U.S. drone strikes kill 21 in North Waziristan

August 10th, 2011 - 8:01 pm ICT by BNO News  

MIRANSHAH, PAKISTAN (BNO NEWS) — U.S. drone strikes early Wednesday morning killed at least 21 people in Pakistan’s volatile North Waziristan area, local media reported.

The air strikes were launched at around 2:20 a.m. local time, when the drone fired two missiles against a vehicle and compound in the Kharwani area of Miranshah, North Waziristan, sources told the Nation.

The strikes destroyed both the vehicle and the compound and reportedly killed 21 suspected members of the Haqqani Network. Local tribesmen began rescue efforts, digging out the bodies, but four U.S. drones continued hovering in the area, causing fear of additional strikes.

Earlier in the month, on August 1 and 2, U.S. drone strikes killed four people in South Waziristan, and then another four in North Waziristan the following day.

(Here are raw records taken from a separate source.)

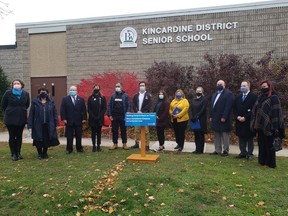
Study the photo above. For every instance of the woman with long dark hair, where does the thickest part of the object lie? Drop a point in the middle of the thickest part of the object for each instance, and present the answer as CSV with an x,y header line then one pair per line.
x,y
267,121
96,109
43,120
15,103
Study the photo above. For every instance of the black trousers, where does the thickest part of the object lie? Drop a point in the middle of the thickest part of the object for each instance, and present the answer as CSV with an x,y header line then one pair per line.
x,y
116,123
199,141
160,135
15,138
267,155
96,131
244,143
179,130
70,130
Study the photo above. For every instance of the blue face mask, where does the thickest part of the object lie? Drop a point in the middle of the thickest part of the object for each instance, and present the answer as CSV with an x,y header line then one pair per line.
x,y
220,87
178,95
243,89
72,93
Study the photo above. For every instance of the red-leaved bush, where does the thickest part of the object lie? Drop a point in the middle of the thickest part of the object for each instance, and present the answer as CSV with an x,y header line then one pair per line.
x,y
107,82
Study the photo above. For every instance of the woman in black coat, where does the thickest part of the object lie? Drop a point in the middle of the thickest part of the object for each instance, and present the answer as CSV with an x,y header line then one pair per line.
x,y
15,103
198,111
96,109
43,120
162,117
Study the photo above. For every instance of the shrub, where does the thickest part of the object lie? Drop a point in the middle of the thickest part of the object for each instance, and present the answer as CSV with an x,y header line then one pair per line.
x,y
107,83
169,77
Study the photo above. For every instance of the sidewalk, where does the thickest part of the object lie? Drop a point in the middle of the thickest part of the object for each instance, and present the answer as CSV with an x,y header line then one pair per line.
x,y
169,145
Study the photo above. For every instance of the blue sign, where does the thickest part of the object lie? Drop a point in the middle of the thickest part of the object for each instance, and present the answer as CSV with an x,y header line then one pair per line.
x,y
140,119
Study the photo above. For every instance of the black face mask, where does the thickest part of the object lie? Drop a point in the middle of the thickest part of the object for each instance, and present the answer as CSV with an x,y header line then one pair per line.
x,y
43,95
264,90
219,87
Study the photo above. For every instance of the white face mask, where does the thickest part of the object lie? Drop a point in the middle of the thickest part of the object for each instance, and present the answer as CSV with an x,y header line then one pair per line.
x,y
17,86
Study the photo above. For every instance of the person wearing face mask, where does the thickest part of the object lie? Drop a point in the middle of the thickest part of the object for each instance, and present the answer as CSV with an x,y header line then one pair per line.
x,y
162,117
15,103
96,106
118,106
267,121
178,111
243,105
42,122
221,117
141,103
198,111
73,114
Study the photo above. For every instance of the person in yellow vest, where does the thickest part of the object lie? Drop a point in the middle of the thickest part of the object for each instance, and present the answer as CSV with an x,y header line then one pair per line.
x,y
179,108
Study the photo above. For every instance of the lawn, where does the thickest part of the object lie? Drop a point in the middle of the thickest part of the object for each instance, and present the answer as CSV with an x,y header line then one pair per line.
x,y
104,183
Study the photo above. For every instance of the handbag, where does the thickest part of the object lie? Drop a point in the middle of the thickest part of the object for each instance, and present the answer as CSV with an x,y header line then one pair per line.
x,y
195,125
277,144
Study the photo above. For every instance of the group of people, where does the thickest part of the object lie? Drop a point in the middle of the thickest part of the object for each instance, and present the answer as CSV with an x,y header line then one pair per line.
x,y
254,115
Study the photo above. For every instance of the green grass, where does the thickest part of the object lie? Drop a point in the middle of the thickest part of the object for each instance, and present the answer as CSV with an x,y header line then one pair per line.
x,y
178,184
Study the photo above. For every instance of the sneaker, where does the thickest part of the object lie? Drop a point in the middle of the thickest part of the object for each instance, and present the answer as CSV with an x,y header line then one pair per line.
x,y
115,146
136,145
125,146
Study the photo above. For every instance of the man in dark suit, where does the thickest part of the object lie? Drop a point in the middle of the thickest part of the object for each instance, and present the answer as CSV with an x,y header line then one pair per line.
x,y
142,102
221,118
73,114
243,105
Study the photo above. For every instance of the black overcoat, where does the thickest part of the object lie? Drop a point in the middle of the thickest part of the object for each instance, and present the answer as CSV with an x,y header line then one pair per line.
x,y
244,108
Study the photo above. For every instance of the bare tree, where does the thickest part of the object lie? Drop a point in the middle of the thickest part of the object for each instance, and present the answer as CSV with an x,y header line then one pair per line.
x,y
4,9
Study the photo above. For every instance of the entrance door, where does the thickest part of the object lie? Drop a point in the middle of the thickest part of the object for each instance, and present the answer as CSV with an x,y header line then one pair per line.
x,y
57,87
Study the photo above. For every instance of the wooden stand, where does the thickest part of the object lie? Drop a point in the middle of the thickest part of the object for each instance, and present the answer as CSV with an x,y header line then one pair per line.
x,y
142,157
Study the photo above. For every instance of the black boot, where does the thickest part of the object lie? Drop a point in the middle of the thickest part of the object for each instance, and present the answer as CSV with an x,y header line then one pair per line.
x,y
14,157
40,153
94,148
45,155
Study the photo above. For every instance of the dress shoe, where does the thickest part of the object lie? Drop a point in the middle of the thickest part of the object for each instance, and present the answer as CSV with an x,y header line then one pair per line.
x,y
125,146
94,149
115,146
136,145
249,157
177,147
240,156
14,157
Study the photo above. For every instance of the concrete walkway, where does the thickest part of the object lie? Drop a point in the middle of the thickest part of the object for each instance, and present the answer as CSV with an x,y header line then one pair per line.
x,y
169,145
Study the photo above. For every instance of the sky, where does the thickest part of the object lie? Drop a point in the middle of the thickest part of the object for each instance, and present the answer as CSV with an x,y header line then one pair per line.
x,y
26,11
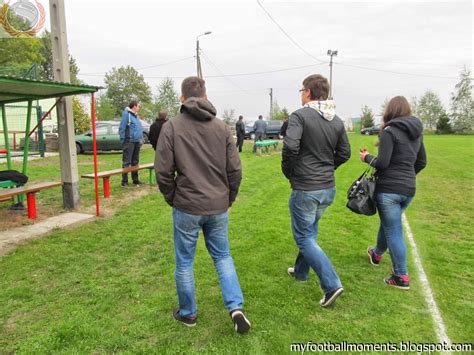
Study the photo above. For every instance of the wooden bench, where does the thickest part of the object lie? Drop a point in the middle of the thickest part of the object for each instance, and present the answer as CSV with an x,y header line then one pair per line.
x,y
105,175
265,144
29,190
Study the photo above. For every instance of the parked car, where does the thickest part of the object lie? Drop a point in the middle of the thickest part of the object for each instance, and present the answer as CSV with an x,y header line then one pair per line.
x,y
146,131
108,137
273,129
370,130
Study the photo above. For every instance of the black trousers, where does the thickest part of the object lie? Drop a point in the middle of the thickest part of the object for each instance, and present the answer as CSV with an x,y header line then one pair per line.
x,y
240,142
130,157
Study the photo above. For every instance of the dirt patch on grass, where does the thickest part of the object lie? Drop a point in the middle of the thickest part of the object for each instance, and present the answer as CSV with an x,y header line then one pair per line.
x,y
13,219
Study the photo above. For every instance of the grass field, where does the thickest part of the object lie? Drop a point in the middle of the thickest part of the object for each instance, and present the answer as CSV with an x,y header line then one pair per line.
x,y
108,286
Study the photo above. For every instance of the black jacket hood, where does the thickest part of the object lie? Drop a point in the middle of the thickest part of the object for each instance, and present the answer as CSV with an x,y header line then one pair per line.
x,y
199,108
411,125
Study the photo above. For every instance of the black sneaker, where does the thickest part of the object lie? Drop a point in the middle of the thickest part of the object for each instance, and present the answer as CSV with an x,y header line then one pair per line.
x,y
241,323
402,282
291,272
330,297
373,257
187,321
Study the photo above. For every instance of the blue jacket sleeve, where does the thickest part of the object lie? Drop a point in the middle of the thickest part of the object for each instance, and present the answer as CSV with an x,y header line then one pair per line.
x,y
123,125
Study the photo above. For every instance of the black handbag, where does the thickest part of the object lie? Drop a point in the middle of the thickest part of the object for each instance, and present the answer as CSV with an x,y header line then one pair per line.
x,y
360,195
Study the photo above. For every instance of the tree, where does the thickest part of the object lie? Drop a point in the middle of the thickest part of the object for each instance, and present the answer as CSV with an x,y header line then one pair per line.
x,y
18,52
462,104
82,121
229,117
168,98
279,114
125,84
430,109
443,126
105,110
367,117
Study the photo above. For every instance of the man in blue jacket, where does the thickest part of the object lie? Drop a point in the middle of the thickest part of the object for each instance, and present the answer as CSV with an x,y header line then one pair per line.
x,y
131,136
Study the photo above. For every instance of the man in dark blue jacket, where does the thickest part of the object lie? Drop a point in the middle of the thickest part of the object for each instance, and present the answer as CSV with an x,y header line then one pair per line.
x,y
131,136
314,146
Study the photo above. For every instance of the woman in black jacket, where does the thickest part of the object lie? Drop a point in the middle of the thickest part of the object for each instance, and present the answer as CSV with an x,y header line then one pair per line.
x,y
401,156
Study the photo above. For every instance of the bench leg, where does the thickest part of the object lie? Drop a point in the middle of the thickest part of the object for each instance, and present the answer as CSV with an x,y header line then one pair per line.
x,y
106,187
151,176
31,201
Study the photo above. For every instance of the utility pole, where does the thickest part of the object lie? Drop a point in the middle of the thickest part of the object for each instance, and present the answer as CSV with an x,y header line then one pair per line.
x,y
331,54
271,103
198,58
67,143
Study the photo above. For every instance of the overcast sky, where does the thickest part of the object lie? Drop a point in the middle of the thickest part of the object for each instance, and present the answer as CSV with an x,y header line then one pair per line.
x,y
414,45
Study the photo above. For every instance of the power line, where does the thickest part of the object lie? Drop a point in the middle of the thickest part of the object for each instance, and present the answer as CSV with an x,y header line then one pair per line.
x,y
228,75
403,63
221,73
394,72
288,36
143,68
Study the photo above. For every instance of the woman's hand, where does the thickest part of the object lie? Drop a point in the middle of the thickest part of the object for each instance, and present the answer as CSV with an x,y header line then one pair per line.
x,y
363,152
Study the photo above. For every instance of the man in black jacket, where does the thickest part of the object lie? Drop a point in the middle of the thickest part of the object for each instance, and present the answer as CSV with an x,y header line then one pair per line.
x,y
314,146
199,172
240,131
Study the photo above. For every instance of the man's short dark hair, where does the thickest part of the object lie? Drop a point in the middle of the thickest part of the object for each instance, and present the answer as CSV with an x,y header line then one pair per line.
x,y
318,85
133,103
193,86
162,115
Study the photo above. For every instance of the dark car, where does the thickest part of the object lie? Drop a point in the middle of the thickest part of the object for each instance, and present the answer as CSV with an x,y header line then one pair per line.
x,y
107,137
370,130
273,129
146,130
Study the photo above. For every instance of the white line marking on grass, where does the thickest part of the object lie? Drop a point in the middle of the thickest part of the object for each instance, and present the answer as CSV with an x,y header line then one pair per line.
x,y
440,327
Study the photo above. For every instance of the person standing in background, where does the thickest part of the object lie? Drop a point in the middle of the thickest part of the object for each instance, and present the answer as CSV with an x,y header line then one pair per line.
x,y
260,130
131,136
240,131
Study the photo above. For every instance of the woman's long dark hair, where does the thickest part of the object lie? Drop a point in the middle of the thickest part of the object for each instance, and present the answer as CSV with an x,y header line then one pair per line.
x,y
396,107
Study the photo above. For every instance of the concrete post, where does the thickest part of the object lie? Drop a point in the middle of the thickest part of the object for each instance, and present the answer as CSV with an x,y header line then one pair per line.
x,y
67,144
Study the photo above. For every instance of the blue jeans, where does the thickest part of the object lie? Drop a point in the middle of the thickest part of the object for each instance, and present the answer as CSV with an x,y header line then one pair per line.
x,y
307,208
186,229
390,235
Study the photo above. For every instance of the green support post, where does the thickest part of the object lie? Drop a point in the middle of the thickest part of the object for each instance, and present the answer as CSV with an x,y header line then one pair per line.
x,y
27,137
5,133
41,143
152,183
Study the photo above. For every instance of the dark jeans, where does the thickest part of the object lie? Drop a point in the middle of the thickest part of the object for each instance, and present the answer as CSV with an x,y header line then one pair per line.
x,y
259,136
130,157
240,142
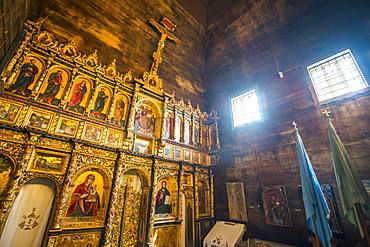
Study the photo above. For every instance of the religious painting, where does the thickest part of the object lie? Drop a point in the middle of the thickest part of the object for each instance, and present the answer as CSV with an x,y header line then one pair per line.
x,y
177,153
52,89
236,201
178,128
134,209
144,120
203,198
214,137
142,146
366,183
163,200
196,157
166,199
187,132
100,105
334,218
167,236
67,127
6,172
196,136
189,219
92,132
79,95
276,206
187,155
27,76
48,162
205,159
39,119
113,138
119,110
86,196
85,239
205,227
168,130
204,136
187,180
9,111
167,152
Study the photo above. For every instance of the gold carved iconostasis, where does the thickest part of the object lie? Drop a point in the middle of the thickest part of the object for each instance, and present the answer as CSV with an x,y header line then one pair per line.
x,y
93,157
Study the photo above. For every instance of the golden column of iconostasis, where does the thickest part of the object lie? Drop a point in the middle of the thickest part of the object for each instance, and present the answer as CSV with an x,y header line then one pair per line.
x,y
68,128
29,201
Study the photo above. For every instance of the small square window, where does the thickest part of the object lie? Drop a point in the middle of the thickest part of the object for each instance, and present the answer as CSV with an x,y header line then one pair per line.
x,y
245,108
336,76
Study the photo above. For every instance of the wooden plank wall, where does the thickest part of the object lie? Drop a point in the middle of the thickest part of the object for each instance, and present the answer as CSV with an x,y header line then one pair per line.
x,y
240,57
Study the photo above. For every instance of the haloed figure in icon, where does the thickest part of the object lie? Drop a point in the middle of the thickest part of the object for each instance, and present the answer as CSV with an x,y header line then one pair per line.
x,y
163,200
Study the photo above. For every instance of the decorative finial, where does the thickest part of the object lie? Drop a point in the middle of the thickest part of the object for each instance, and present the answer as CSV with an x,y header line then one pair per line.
x,y
326,113
295,126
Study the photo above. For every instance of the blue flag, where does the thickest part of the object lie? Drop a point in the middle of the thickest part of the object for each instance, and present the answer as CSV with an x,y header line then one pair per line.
x,y
313,198
351,189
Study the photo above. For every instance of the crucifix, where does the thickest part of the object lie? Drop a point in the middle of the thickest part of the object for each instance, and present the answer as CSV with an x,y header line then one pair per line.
x,y
326,113
165,28
295,125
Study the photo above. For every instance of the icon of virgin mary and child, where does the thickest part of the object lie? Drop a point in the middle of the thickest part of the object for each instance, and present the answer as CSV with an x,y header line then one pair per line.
x,y
163,200
85,199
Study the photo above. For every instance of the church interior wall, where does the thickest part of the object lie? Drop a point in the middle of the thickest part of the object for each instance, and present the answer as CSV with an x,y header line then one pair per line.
x,y
120,30
240,57
225,49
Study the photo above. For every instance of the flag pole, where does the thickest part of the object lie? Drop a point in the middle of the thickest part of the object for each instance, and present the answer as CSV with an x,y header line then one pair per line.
x,y
316,234
362,222
317,241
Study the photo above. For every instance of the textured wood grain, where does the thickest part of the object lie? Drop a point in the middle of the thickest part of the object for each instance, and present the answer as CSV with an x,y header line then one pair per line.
x,y
240,57
121,30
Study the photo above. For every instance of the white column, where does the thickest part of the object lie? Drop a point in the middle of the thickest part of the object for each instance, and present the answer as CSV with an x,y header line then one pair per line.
x,y
28,217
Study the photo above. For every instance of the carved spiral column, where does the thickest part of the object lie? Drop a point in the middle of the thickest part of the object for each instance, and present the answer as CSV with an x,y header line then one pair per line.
x,y
9,73
42,77
151,235
165,115
21,178
112,108
92,93
112,232
211,177
63,203
69,87
196,179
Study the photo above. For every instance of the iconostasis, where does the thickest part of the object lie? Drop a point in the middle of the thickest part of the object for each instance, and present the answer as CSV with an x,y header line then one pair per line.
x,y
93,157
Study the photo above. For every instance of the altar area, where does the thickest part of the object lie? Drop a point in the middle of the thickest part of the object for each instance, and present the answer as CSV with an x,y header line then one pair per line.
x,y
91,156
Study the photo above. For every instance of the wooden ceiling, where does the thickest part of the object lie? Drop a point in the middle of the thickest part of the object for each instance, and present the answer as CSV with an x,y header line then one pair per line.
x,y
13,14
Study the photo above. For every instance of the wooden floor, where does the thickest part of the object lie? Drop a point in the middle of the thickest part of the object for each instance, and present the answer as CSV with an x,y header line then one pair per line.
x,y
261,243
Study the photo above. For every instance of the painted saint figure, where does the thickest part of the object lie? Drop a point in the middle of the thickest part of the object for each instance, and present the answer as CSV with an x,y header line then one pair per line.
x,y
144,120
6,167
99,103
119,111
85,199
77,95
163,200
168,128
25,78
54,84
202,199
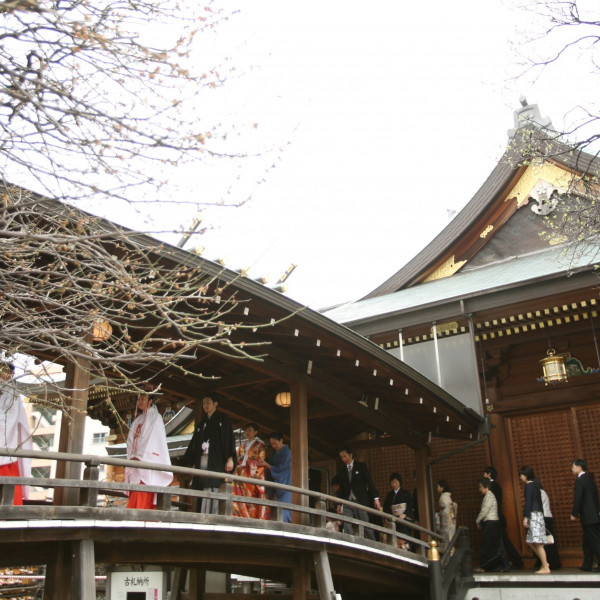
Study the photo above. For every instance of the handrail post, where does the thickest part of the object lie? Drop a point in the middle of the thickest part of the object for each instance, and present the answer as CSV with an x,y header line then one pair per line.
x,y
436,586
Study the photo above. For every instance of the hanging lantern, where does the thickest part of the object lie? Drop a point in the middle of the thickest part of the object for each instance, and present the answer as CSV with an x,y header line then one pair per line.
x,y
554,367
101,331
283,399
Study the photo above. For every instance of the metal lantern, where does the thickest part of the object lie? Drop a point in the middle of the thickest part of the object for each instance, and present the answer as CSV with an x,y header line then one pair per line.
x,y
554,367
283,399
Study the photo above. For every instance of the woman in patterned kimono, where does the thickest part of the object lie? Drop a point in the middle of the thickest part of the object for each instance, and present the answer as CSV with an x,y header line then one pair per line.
x,y
250,453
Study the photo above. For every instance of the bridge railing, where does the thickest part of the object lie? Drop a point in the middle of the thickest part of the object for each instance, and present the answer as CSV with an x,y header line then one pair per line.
x,y
178,504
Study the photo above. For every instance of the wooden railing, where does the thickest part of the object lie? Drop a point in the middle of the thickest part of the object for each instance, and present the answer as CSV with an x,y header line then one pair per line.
x,y
178,504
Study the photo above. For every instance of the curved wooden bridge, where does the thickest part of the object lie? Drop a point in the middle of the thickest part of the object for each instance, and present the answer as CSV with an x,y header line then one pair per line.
x,y
73,537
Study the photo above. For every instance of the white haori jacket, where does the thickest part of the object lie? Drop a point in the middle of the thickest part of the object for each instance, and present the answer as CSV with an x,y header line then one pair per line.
x,y
14,429
147,442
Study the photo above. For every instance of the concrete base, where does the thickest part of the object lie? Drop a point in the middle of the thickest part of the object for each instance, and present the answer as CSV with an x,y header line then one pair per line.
x,y
566,584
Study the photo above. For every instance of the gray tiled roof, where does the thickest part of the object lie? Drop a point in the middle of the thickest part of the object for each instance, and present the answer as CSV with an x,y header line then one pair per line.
x,y
506,274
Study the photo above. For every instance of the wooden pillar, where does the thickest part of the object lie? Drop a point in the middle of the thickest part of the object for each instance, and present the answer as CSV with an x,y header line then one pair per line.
x,y
301,577
72,429
423,491
299,446
84,570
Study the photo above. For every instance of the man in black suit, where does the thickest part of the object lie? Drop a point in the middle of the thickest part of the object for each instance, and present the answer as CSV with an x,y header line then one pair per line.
x,y
585,506
511,552
357,486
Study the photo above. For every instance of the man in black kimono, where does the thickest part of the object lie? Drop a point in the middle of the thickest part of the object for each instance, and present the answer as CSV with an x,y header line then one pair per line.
x,y
212,449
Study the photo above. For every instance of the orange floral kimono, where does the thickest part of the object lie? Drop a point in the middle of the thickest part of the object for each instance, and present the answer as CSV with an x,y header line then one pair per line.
x,y
250,453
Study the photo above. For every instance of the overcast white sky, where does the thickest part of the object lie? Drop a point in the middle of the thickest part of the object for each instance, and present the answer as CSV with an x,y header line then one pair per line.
x,y
394,112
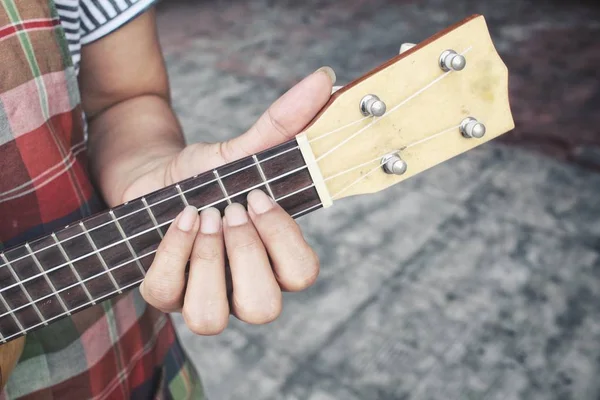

In the first seven months of the year, 51 U.S. drone strikes in Pakistan have killed at least 443 people, according to a report by Conflict Monitoring Center. The report showed that the two deadliest months were June and July, when 117 and 73 people were killed respectively. One of the deadliest attacks was carried out on July 11 and 12, when four air strikes killed 63 people, the report said.

Controversy has surrounded the drone strikes as local residents and officials have blamed them for killing innocent civilians and motivating young men to join the Taliban. Details about the alleged militants are usually not provided.

The Human Rights Commission of Pakistan said in its annual report that the U.S. drone strikes were responsible for 957 extra-legal killings in 2010. Since August 2008, there have been over 250 drone attacks that have reportedly killed more than 1,500 people in North and South Waziristan.

Pakistan’s Afghan border, which the United States considers to be the most dangerous place on Earth, is known to be a stronghold of the Taliban-affiliated Haqqani Network, considered one of the top terrorist organizations and threats to U.S. forces in Afghanistan.